Fig. 6[link] shows the two orientation distributions represented as point clouds in the cubic RFZ (left-most column); note that the cluster spans the RFZ boundaries for the Goss texture. Figs. 6[link](a) and 6[link](c) show the square torus (ST) representations for both textures, [{\cal S}^{\rm RFZ} ({\cal O}_{\rm Cube})] and [{\cal S}^{\rm RFZ} ({\cal O}_{\rm Goss})], along with the RFZ outlines. All orientations were reduced to the fundamental zone before being projected onto the square torus. In both cases, the representations contain vertical lines due to the `unfolding' of the fundamental zone along the vertical direction of the ST map. In Figs. 6[link](b) and 6[link](d) the cubic rotational symmetry operations were applied to the orientation set (including the equivalence of quaternions q and −q) before projection; the resulting ST maps correspond to [{\cal S}^{\pm} ({\cal O}_{\rm Cube})] and [{\cal S}^{\pm} ({\cal O}_{\rm Goss})]. Note that the Goss map is identical to the cube map, but is shifted diagonally by a vector (X, Y) = (π/8, −π/8).

[Figure 6]
Figure 6
Cube (top row) and Goss (bottom row) textures represented on the square torus. The left-most column shows the two textures represented as point clusters in the cubic Rodrigues fundamental zone. The second column shows the square torus projections for the RFZ only, whereas in the third column the cubic symmetry operators, including the equivalence of q and −q, have been applied to the orientation data set. In the final column, three square torus map projections are combined into an RGB image.

Figs. 6[link](e) and 6[link](f) show RGB representations of the three square torus maps, with (X, ZY) mapped onto the red channel, (Y, XZ) onto green and (Z, YX) onto blue. For the cube texture in Fig. 6[link](e), the three maps are identical so that the RGB image becomes a grayscale image. For the Goss texture in Fig. 6[link](f), on the other hand, the three projections differ from each other and the resulting RGB image shows distinct clusters in each color.

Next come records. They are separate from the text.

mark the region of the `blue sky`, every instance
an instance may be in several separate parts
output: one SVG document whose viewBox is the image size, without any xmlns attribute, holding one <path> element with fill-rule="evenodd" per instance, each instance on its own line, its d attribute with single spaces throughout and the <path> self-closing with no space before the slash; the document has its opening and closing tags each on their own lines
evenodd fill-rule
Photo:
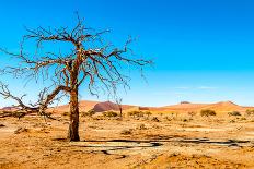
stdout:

Because of the asymmetric way in which the Rx and (Ry, Rz) components of a Rodrigues vector contribute to the coordinates (X, Y) in the square torus [equation (6[link])], different symmetrically equivalent texture components will have different ST representations. Figs. 7[link](a) and 7[link](b) show the ST representations of the Goss texture components centered on the points [[0, \tan(\pi/8), 0]] and [[0, 0, \tan(\pi/8)]], respectively, and Fig. 7[link](c) shows the sum of all three Goss maps for equal weights.

[Figure 7]
Figure 7
(a) [[0, \tan(\pi/8), 0]] and (b) [[0, 0, \tan(\pi/8)]] Goss textures represented on the square torus. An equally weighted mixture of the Goss texture along the three coordinate directions results in the superposition shown in panel (c). Each component corresponds to a Watson sample with 1 000 000 orientations and a concentration of κ = 262.8, corresponding to Δθ = 5°.

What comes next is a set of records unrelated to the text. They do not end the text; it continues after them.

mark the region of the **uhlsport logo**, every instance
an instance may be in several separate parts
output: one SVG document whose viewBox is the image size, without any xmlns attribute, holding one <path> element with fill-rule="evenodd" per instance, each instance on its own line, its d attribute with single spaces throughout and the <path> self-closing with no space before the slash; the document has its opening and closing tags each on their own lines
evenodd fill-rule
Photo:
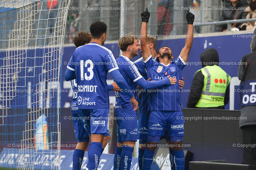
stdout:
<svg viewBox="0 0 256 170">
<path fill-rule="evenodd" d="M 138 133 L 142 134 L 147 134 L 147 129 L 146 128 L 146 127 L 143 127 L 140 128 L 140 129 L 138 131 Z"/>
<path fill-rule="evenodd" d="M 155 123 L 153 125 L 149 127 L 149 128 L 155 130 L 162 130 L 163 128 L 159 123 Z"/>
<path fill-rule="evenodd" d="M 137 130 L 138 130 L 137 129 L 134 129 L 132 132 L 131 132 L 130 133 L 132 135 L 137 135 Z"/>
</svg>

Fig. 8[link] shows the square torus representations for several common rolling texture components for face-centered cubic (f.c.c.), body-centered cubic (b.c.c.) and hexagonal close-packed (h.c.p.) crystal structures, as indicated in the figure caption. For cubic symmetry, both f.c.c. and b.c.c., the intensity distributions show three different basic components: a nearly circular peak [colored red in Fig. 8[link](a)] or a circular peak [red in Fig. 8[link](d)], a horizontally elongated peak (horizontal ellipse, green) and a vertically elongated peak (vertical ellipse, yellow). The texture components differ in the relative positioning of these three basic elements. In Fig. 8[link](d), the ellipses overlap, giving rise to a cross-like appearance (blue).

[Figure 8]
Figure 8
Example square torus representations of common texture components for the f.c.c., b.c.c. and h.c.p. crystal structures. F.c.c.: (a) [(110)[1 {\overline 1}2]] (brass), (b) [(112)[11 {\overline 1}]] (copper), (c) [(123)[63 {\overline 4}]] (S). B.c.c.: (d) (001)[110] (rotated cube), (e) [(112)[1 {\overline 1}0]] (inverse brass), (f) [(111)[11 {\overline 2}]]. H.c.p.: (g) (00.1)[10.0], (h) (00.1)[11.0], (i) (11.3)[10.0].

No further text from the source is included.